How heavy should the pull weight be on your rifle’s trigger? This is a great question for campfire debate, but there is no definitive answer. The best answer is: The pull weight with which you’re most comfortable.
Though we cannot nail down the ideal trigger pull weight for everyone, we can establish some guidelines. A good place to start with trigger pull weight is one no more than half the weight of your rifle. If your field ready rifle weighs 8 pounds, then use 4 pounds as a maximum for your trigger pull weight.
Keep in mind that bench rest rifles and hunting rifles aren’t the same thing. I know, you might hunt from one of them fancy shoot houses where every shot you take is from a solid rest. Still, there are other considerations. For those of you who have the luxury of hunting/shooting from a sand bag, consider that you might be hunting in extreme cold and wearing gloves. A 6-ounce trigger that will work for bench rest shooting might lead to an inadvertent shot before your sights are on a game animal.
For the more rifleman-like among us – those who routinely shoot from field positions or their own hind legs – a trigger with too light of a pull weight can get you into trouble, too. Gloves may again come into play, but so does the inherit unsteadiness of shooting offhand. Similarly, you might manage a 5- or 6-pound trigger okay from the bench, but struggle with it when shooting offhand. Regardless, a good trigger action is unquestionably one of the mot important aspects of shooter/rifle interface.
This is one of the reasons rifles with adjustable triggers have become so popular; shooters like to tune the trigger to suit their shooting style. It’s also the reason a company such as Timney Triggers has grown so much. Shooters like their rifles to go off exactly when they tell them to.

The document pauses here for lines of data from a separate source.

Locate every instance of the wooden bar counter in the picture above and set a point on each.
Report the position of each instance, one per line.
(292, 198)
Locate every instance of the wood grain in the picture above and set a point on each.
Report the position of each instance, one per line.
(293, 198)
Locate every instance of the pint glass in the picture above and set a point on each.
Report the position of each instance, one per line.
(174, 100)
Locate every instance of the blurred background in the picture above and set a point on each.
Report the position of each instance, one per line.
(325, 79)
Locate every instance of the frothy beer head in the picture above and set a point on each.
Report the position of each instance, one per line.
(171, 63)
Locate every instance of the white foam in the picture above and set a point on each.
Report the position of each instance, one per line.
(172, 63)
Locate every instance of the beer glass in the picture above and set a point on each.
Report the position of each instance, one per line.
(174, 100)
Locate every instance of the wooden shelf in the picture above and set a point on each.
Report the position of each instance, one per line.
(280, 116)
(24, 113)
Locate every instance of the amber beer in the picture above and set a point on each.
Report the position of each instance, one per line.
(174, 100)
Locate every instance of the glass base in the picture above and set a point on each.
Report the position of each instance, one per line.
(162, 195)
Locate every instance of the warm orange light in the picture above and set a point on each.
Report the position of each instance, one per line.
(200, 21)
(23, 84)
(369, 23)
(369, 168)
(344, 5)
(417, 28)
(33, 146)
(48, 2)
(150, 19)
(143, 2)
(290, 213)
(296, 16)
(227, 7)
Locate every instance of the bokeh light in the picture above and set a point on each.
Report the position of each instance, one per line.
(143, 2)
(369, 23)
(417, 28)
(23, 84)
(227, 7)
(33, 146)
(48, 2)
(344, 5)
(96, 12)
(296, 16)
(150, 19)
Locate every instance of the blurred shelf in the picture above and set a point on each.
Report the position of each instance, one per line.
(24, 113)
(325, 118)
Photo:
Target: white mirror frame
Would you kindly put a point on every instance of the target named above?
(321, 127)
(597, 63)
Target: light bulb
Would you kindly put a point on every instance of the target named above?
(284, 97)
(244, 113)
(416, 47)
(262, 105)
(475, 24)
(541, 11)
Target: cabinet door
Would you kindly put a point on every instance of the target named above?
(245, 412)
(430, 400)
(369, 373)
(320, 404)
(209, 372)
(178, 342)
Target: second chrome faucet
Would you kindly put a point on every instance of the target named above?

I know, there’s the old wife’s tale that you should be surprised when your rifle fires. This is pure hogwash; you should never be surprised when a firearm you are handling fires. You should know exactly when it will fire, and the only way to do this is with a good trigger you are intimately familiar with pressing. (Note: The idea of being surprised at the shot is a mechanism used to teach shooters how to manage and learn their trigger. Once that skill has been mastered, you should be surprised no more.)
I suggest starting with a trigger pull weight equal to half your rifle’s weight and then reducing it from there. They way you establish the best trigger pull weight for you is the old-fashioned way – you gotta go out and shoot. Experiment with different trigger pull weights until you find one that works safely and best with your style of shooting. I’m guessing it will be somewhere between 2 and 3 pounds, but in truth, it really doesn’t matter what your trigger pull weight is, as long as it enables you to hit your target.